Ainsi, comme le révélait Le Figaro la semaine dernière, le député LR de Haute-Savoie, Bernard Accoyer, a-t-il décidé de saisir mardi la Haute Autorité au nom de François Fillon. Le député LR de la Manche, Philippe Gosselin, s'est également joint à ce recours au nom d'Hervé Mariton. Pourtant sollicités par les deux hommes, les dix autres candidats à la primaire et leurs entourages ont pour leur part refusé de cosigner cette saisine, avançant des raisons jugées «floues» par certains proches des requérants.
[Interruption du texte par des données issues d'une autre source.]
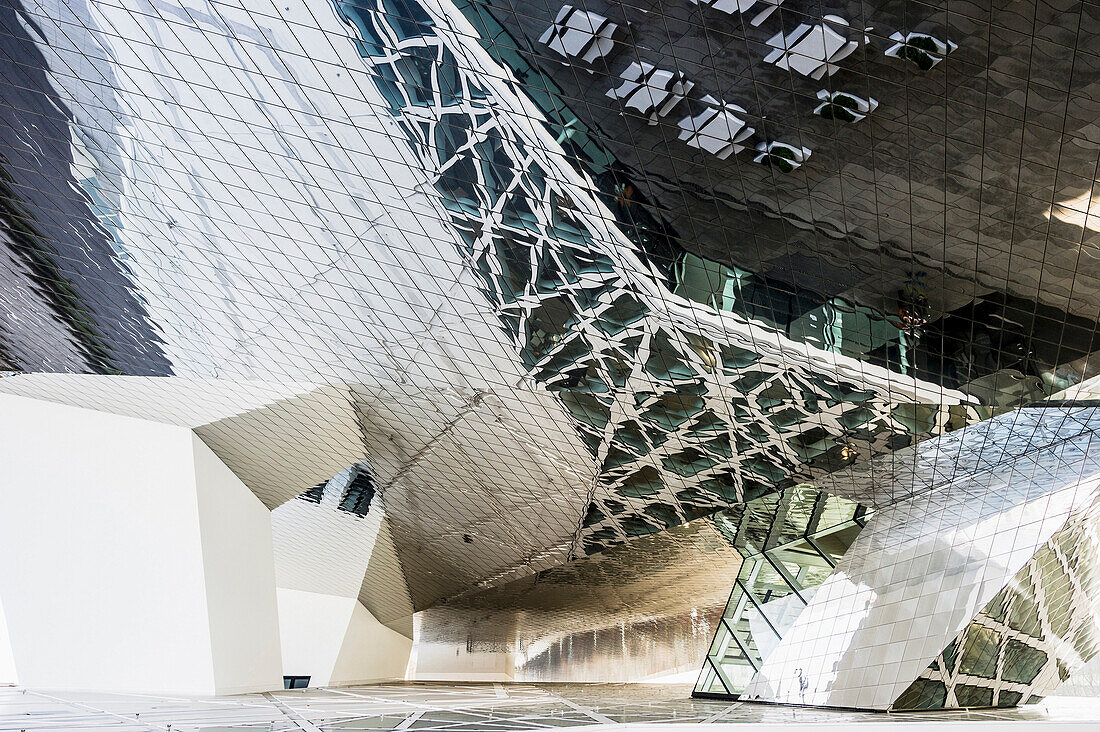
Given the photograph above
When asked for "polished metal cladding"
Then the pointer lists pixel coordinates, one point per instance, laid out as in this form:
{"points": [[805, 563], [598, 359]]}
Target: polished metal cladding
{"points": [[540, 326]]}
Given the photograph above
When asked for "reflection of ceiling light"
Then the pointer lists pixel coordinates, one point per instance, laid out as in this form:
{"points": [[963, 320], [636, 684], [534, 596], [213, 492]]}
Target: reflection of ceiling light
{"points": [[1082, 211]]}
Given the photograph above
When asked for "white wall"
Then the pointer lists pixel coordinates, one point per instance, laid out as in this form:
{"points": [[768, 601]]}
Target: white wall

Juppé attaque, Solère temporise

Invité du «Talk» Le Figaro ce mercredi, l'ancien président de l'Assemblée nationale a détaillé les raisons qui ont motivé son action. «Nous disons qu'il faut absolument que les primaires soient irréprochables pour que nul ne puisse en contester le résultat. Et pour (cela), il faut que chacun de ceux qui se sont déclarés d'une façon ou d'une autre s'astreignent à un certain nombre de règles, et qu'il n'y ait pas de confusion dans les moyens. (...) Je pense que la série de meetings qu'il a fait sont des réunions de campagne», a-t-il estimé.


Déjà la semaine dernière, le maire de Bordeaux et principal rival de l'ancien président, Alain Juppé, avait dénoncé «un problème moral et éthique». «Ne reprenons pas certaines choses du passé, où l'on confondait un peu les choses entre campagnes électorales et le financement du parti», avait-il sèchement exhorté. Des critiques répétées qui avaient contraint le président du comité d'organisation de la primaire, Thierry Solère, à temporiser et appeler à attendre de connaître la décision de Nicolas Sarkozy.